[solved] "Tilt Brush" functionality using meshilnes very unperformant in webxr

EDIT: Solved, found a similar issue here and adopted OP’s strategy (set the rest of the array to the most recent controller position every frame. Still not sure how setDrawRange even worked, per that comment. Leaving this here for posterity!)

Working code:

    for (var i = this.currentPos; i < MAX_POINTS * 3; i++) {
      this.positions[i * 3] = position.x;
      this.positions[i * 3 + 1] = position.y;
      this.positions[i * 3 + 2] = position.z;
    }
    this.currentPos++;
    this.line.setBufferArray(this.positions);
  }

Hi everyone,

I’m working with threejs-meshline (Ryan King’s fork of @thespite’s pretty notable lib) trying to create a brush for Tilt Brush-type painting in WebXR. The code is currently working, but performs pretty horribly (in contrast to regular lines, which work fine; however, we need a “brush-like” line width). I’ve been through the weeds of how to approach updating the geometry and have settled on:

  1. Creating an initial Float32Array called this.positions of size (MAX_POINTS *3) (where MAX_POINTS is 100, 1000, 10000 - doesn’t seem to impact perf at those ranges), and a drawCount counter that’ll update every frame and set the range to that counter, basically updating the latest controller position vector in the array and drawing a line to it.

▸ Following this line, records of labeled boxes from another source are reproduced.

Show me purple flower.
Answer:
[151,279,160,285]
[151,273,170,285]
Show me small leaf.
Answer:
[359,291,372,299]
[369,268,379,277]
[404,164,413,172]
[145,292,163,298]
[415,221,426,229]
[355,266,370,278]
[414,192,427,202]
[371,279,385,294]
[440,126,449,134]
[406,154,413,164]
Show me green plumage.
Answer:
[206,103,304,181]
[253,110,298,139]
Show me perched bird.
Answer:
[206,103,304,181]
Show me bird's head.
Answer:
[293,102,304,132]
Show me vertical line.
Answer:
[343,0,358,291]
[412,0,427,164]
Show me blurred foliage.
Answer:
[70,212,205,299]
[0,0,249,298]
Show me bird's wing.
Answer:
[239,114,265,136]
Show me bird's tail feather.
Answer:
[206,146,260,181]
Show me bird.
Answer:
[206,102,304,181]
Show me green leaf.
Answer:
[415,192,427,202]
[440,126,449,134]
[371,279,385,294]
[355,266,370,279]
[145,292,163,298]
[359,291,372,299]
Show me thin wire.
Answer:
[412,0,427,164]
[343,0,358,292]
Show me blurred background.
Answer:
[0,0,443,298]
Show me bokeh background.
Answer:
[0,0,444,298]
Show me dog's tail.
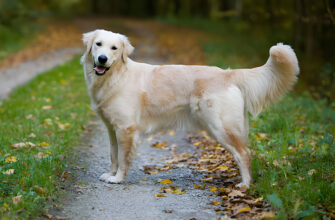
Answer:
[235,43,299,117]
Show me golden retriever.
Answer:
[81,30,299,187]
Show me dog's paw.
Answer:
[236,182,249,189]
[99,173,123,183]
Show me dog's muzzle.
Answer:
[93,63,110,76]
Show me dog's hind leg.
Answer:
[192,87,251,187]
[108,128,119,176]
[100,127,136,183]
[100,117,119,180]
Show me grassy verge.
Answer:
[163,19,335,219]
[0,21,43,61]
[0,58,90,219]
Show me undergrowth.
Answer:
[0,58,90,219]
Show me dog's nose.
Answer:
[98,55,107,64]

  2. Creating a new MeshLine() object and setGeometrying said array

  3. On Update (/rAF), if controller trigger is pressed, update said array as such:


  DrawLine(position) {

    this.positions[this.drawCount * 3] = position.x;
    this.positions[this.drawCount * 3 + 1] = position.y;
    this.positions[this.drawCount * 3 + 2] = position.z;
    this.drawCount++;

    this.line.setBufferArray(this.positions);
    this.line.setDrawRange(0, this.drawCount);
  }

where setBufferArray looks like this:

  MeshLine.prototype.setBufferArray = function(ba, wcb) {
    this._bufferArray = ba
    this.widthCallback = wcb || this.widthCallback
    this.positions = []
    this.counters = []
    for (var j = 0; j < ba.length; j += 3) {
      var c = j / ba.length
      this.positions.push(ba[j], ba[j + 1], ba[j + 2])
      this.positions.push(ba[j], ba[j + 1], ba[j + 2])
      this.counters.push(c)
      this.counters.push(c)
    }
    this.process()
  }

here’s what it looks like. Unamazing…

As I’d mentioned, this happens extremely slowly on a very good machine (i7, 32GB Ram, 2070RTX…).

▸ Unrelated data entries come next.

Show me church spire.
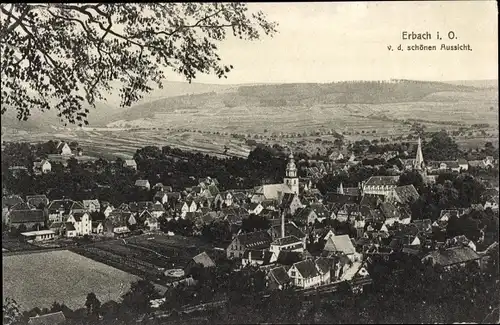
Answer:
[414,137,424,170]
[337,182,344,195]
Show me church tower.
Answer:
[337,182,344,195]
[413,137,424,172]
[284,152,299,195]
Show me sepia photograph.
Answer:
[0,0,500,325]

I’m wondering what the most optimized way to dynamically create meshlines is, given that I’m already working with Float32Arrays and MeshLines (which inherit from BufferGeometry). I’ve taken a look at the fat lines example but unless I’m wrong, it doesn’t lend itself to dynamic position updating at runtime. I might give it another go, but at this point I’ve been dealing with this long enough to seek help.

The current code is here.

Any/all pointers very welcome. Thank you in advance!

You might find some ideas in the A-Painter performance optimizations.

thanks! I’ve been referencing A-Painter and this document is really helpful to make sense of their treatment of sharing BufferGeometries.

I suspect I’m doing something much dumber than those solutions solve -they seem to be catered towards mitigating massive quantities of tris and meshes, whereas my solution is slow from the first tri. But I’ll dig deeper into that post, thanks!